Religious freedom deserves deference on birth control
If the Obama administration had thought more seriously about the importance of religious freedom, it might not have ended up in the Supreme Court on Wednesday doing battle over free birth control with the Little Sisters of the Poor.
But while writing rules for Obamacare in 2012, the administration decided to compel religiously affiliated non-profit groups to assist in offering health care plans that violate a central tenet of their faiths.
From a purely health care standpoint, Obamacare’s mandate that all employers provide birth control coverage without co-pays makes sense. As the prestigious Institute of Medicine found, this is an important part of preventive care for women.
Wisely, the administration exempted churches and other houses of worship from the start. Unwisely, it failed to exempt religiously affiliated colleges, charities and other groups, including the Little Sisters of the Poor, a group of nuns who provide care to the elderly poor.
The administration’s position was constitutionally suspect and politically foolish. Even its later “accommodation” — under which non-profits may opt out of direct
ly providing coverage — triggered a deluge of lawsuits by 92 religious non-profits across the country.
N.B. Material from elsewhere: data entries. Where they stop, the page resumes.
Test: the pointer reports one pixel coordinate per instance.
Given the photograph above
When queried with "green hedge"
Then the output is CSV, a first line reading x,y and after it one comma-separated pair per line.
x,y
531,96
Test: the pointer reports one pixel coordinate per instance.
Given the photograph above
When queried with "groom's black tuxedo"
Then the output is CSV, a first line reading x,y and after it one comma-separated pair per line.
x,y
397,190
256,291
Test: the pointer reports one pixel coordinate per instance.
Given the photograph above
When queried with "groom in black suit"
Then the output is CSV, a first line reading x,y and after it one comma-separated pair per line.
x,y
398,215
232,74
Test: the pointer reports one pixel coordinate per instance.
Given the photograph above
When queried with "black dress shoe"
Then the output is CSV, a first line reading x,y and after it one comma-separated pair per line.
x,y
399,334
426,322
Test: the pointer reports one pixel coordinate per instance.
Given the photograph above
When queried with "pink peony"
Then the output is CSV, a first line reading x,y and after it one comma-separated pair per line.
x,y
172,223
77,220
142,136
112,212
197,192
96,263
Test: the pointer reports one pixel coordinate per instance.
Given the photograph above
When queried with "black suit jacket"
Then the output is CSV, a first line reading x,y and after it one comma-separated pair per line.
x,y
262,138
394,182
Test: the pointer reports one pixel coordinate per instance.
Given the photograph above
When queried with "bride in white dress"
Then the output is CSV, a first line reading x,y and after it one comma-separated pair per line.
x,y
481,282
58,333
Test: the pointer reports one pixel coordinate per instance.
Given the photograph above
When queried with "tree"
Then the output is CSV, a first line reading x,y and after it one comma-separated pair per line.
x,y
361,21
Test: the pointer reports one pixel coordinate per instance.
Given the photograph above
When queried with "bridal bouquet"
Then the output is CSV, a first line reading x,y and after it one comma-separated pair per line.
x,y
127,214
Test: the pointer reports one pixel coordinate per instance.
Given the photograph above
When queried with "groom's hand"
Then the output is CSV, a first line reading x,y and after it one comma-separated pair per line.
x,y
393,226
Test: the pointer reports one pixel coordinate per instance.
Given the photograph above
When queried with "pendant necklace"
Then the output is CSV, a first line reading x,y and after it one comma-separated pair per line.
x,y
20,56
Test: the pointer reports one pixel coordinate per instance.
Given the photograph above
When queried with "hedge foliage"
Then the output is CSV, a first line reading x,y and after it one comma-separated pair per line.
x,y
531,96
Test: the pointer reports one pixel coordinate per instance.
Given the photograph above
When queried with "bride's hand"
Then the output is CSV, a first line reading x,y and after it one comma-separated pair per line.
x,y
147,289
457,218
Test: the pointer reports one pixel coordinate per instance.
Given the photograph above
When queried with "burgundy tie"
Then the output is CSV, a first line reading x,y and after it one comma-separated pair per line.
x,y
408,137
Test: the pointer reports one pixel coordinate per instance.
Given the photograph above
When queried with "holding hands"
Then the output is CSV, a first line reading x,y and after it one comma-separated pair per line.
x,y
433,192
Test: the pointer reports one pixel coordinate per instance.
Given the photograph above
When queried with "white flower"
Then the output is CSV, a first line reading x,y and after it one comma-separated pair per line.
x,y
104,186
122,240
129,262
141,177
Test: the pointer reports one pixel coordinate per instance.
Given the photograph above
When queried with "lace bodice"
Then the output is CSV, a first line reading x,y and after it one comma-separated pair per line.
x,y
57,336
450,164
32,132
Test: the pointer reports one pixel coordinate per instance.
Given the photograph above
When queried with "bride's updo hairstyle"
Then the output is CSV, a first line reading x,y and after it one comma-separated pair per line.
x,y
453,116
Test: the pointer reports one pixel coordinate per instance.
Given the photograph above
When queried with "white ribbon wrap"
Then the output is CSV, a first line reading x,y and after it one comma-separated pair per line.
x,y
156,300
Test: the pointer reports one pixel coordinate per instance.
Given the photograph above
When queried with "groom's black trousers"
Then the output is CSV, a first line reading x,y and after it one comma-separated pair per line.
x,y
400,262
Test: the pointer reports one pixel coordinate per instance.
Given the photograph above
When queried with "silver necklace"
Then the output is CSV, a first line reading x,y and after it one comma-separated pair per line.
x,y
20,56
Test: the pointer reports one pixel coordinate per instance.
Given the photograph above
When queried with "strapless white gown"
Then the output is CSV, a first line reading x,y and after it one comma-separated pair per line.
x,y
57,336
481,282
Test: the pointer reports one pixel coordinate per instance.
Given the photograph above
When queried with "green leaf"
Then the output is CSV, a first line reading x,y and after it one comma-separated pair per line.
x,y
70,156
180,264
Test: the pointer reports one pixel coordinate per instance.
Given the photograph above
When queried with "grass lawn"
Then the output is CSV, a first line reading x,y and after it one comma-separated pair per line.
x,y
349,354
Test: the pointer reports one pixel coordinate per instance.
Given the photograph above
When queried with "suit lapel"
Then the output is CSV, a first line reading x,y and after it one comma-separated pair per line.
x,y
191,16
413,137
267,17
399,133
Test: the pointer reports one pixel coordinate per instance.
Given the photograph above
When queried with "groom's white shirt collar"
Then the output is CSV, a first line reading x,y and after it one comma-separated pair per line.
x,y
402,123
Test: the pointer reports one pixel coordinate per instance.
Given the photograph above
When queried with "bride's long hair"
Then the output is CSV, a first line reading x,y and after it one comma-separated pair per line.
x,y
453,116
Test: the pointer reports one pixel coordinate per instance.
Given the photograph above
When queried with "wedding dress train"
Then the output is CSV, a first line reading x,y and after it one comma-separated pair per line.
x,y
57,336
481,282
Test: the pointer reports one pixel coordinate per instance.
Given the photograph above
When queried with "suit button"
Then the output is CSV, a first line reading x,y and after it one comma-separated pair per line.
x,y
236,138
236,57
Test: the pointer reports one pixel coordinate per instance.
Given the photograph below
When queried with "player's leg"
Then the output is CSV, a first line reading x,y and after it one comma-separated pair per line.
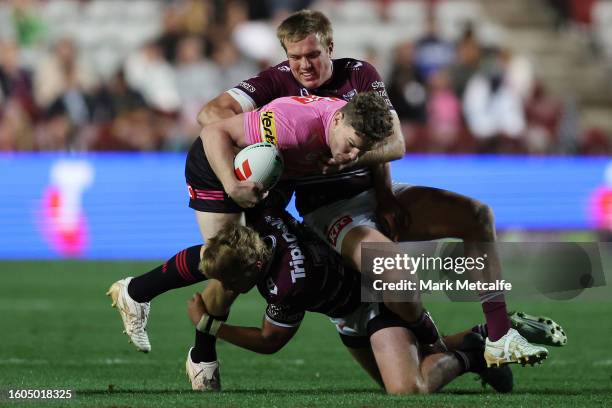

On Wednesday, seven of those lawsuits were argued together at the Supreme Court in one of the most widely watched religious freedom battles in years.
The dispute centers on the accommodation, which is less of a fix than a fiction: Although religious groups do not have to supply birth control coverage themselves, they must give the government what amounts to permission to get their insurers to provide it instead. The outcome is identical. As several groups argued to the Supreme Court, it requires them “to do the very thing that they find religiously objectionable.”
On Wednesday, conservative justices voiced sympathy for the argument that the accommoda- tion amounts to overriding religious objections and “hijacking ” the groups’ health plans, as Chief Justice John Roberts put it. Liberal justices seemed unimpressed. Some burdens, Justice Stephen Breyer said, are the price of “being a member of society.” The court — minus Justice Antonin Scalia, who died last month — seems headed for a 4-4 split.
True, some non-profits have found the accommodation acceptable, which is fine. Others clearly do not, and as the Supreme Court held in an earlier religious freedom case, it is not up to courts to determine that certain “religious beliefs are mistaken or insubstantial.”
None of this had to happen. When the administration was formulating its policy in 2011, the Rev. John Jenkins, president of Notre Dame and an Obama supporter, urged the administration to adopt an expansive exemption already in the tax code for employers who share “religious bonds and convictions with a church.” Simple and effective.
Had the administration listened, it would have avoided years of legal battles. It might have used the time and energy to find creative ways to offer free birth control to religious groups’ employees. And one of the nation’s most sacred rights — religious freedom — would have been granted the respect it deserves.